There is a strong anti-intellectual sentiment that exists in many churches. Some people without education assume that education is the enemy. It is not. Pride that always accompanies knowledge is the enemy. A resentment, however, can seep in when the pastor is seen, whether he is guilty of this or not, as a kind of college-boy, fresh out of the seminary box and a mile and a half above his brightest parishioner. For these people, the enemy is not the pride that accompanies knowledge; it is knowledge. They are wrong. Intellect is part of the Imago Dei and it is a glorious thing. We can imagine the Apostle Paul encouraging the young seminarian, ‘Let no one depsise you because of your education.’
There is a breed of men, however, who will turn red in the face and scream across the table at one another over whether the presbytery or the congregation has the right to hold the pastor’s membership. There are young men who win arguments by introducing a little Greek into the conversation. There are theologians who love to dwell in esoterica, living, moving, and having their being amongst the Agnoetae and the Muggletonians. It is a given that this kind of intellectualism should be rejected. What needs clarification is that good men spending hours in their study in order to execute a faithful exegesis on the forthcoming Lord’s Day may also be guilty of an intellectualism worthy of repudiation. They are not preaching their take on any given verse. They are feeding the flock in the expectation that their weight and vitality increase in time for slaughter.

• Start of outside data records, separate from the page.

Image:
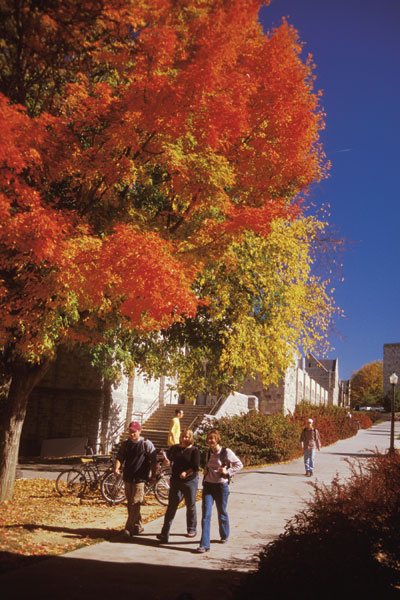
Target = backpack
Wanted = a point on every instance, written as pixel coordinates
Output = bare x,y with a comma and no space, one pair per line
225,463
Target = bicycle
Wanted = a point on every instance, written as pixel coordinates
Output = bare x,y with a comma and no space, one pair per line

In Boethius’ The Consolation of Philosophy, he casts a description of the woman, Philosophy, having pi and theta woven into the hem of her garment. This is to show the necessary connection between practical and theoretical philosophy, the two forming a ladder or better yet a double helix of ascent. Over a thousand years later, Petrus van Mastricht would attempt a very similar marriage of the practical and the theoretical with his monumental work, Theoretical-Practical Theology. The concern of both men was that truth not be thought of as a bird that never alights. Truth must touch the ground or we could not know it as truth. Preachers of the Word must be shepherds of souls, penned in bodies, governed by the Spirit’s wielding of the Holy Scriptures. We are not idea men. We are men who eat and digest ideas, leaving imprints of their applications to be judged not only by Christ on that final day, but even now by those who know the truth.